Verkeerde verbanden leggen
In het verleden gebeurde A en daarna B. Een verkeerd verband leg je als je hieruit opmaakt dat als A gebeurt, dus B gebeurt.

Voorbeeld: Een collega zegt: "Vorige keer dat we op maandag vergaderden, duurde het drie uur. Ik wil dus niet meer op maandag vergaderen. Dan duurt het te lang."
Waarschijnlijk heeft de duur van de vergadering niets te maken met het gegeven dat de vergadering op maandag was. Misschien stond er wel veel op de agenda. Of er speelde iets anders.
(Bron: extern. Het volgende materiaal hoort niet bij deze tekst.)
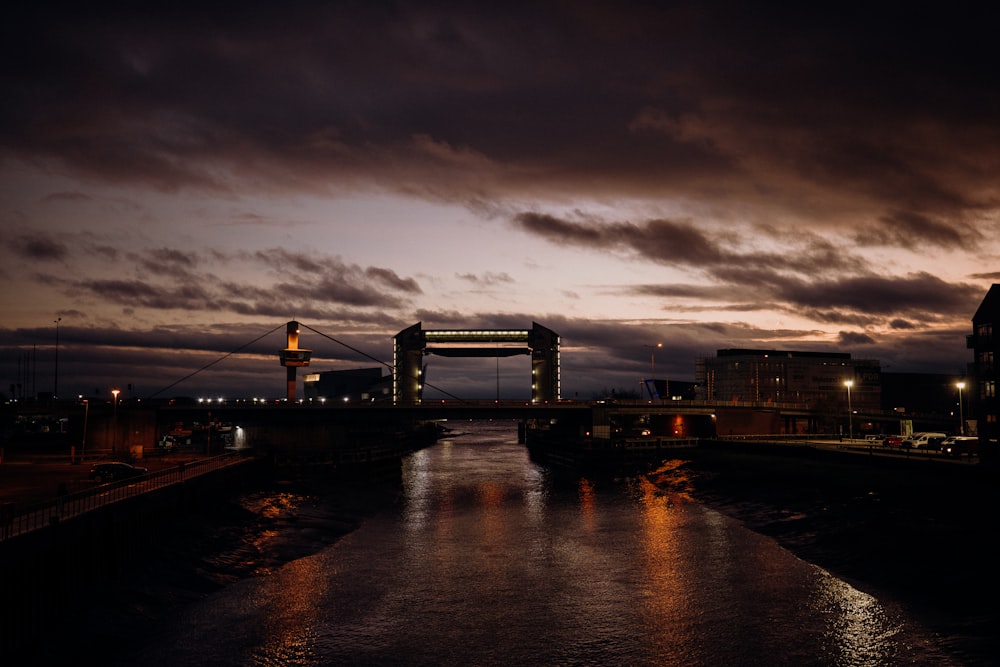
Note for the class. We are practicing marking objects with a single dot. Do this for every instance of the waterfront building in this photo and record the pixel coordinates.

=> Als de ander een verkeerd verband legt kun je twee dingen doen:
1. Een kritische vraag stellen: "Het verband dat je legt tussen de vergadering en de maandag, is mij wat te makkelijk. Zijn er geen andere redenen waarom die vergadering toen zo lang duurde?"
2.  Je kunt ook een tegenargument geven: "We hadden toen een overvolle agenda, omdat twee vergaderingen daarvoor waren afgezegd. Dat had weinig te maken met het feit dat het op maandag was."

Overhaaste generalisatie
Bij een overhaaste generalisatie beoordeel je een individu op de kenmerken van anderen uit de groep waarvan hij deel uitmaakt. De redenering is als volgt: als een deel van die groep dat doet, dan doen ze het allemaal.
Bijvoorbeeld in een sollicitatiecommissie: "Ik stel voor geen vrouw van rond de dertig aan te nemen, want die is binnen enkele maanden zwanger". Argument: "Weet je Carolien nog? Die was ook binnen een halfjaar met zwangerschapsverlof."

=> Een overhaaste generalisatie weerleggen:
1. Een kritische vraag stellen: "Als Carolien na een paar maanden zwanger was, geldt dat toch niet automatisch voor alle vrouwen rond de dertig?"
2. Een tegenargument geven. Bijvoorbeeld "We kiezen de beste kandidaat voor de functie, omdat je bij niemand honderd procent zekerheid hebt of hij of zij lang blijft of niet."

Voorbeeld:
Buitenlanders maken altijd ruzie, ik heb namelijk ruzie gehad met mijn buitenlandse buurman.
Mijn opa rookte als een ketter en is 98 jaar geworden, dus roken is helemaal niet ongezond.
Er is meer criminaliteit dan vroeger, want Jan is overvallen en bij Piet is er ingebroken.
Het is de afgelopen vijf jaar erg warm geweest, dus het klimaat verandert.

Beroep op autoriteit
Bij een autoriteitsdrogreden wordt ten onrechte een beroep gedaan op autoriteit.
Bijvoorbeeld: In een discussie over de verbetering van een machine in de fabriek zegt de productieleider: "Het is zo omdat ik het zeg. Ik werk hier al tien jaar, dus ik weet alles van die machine."
Het feit dat iemand er al tien jaar werkt, wil natuurlijk helemaal niet zeggen dat hij dus alles van die machine afweet. De discussie wordt nu afgedaan met een onterecht argument.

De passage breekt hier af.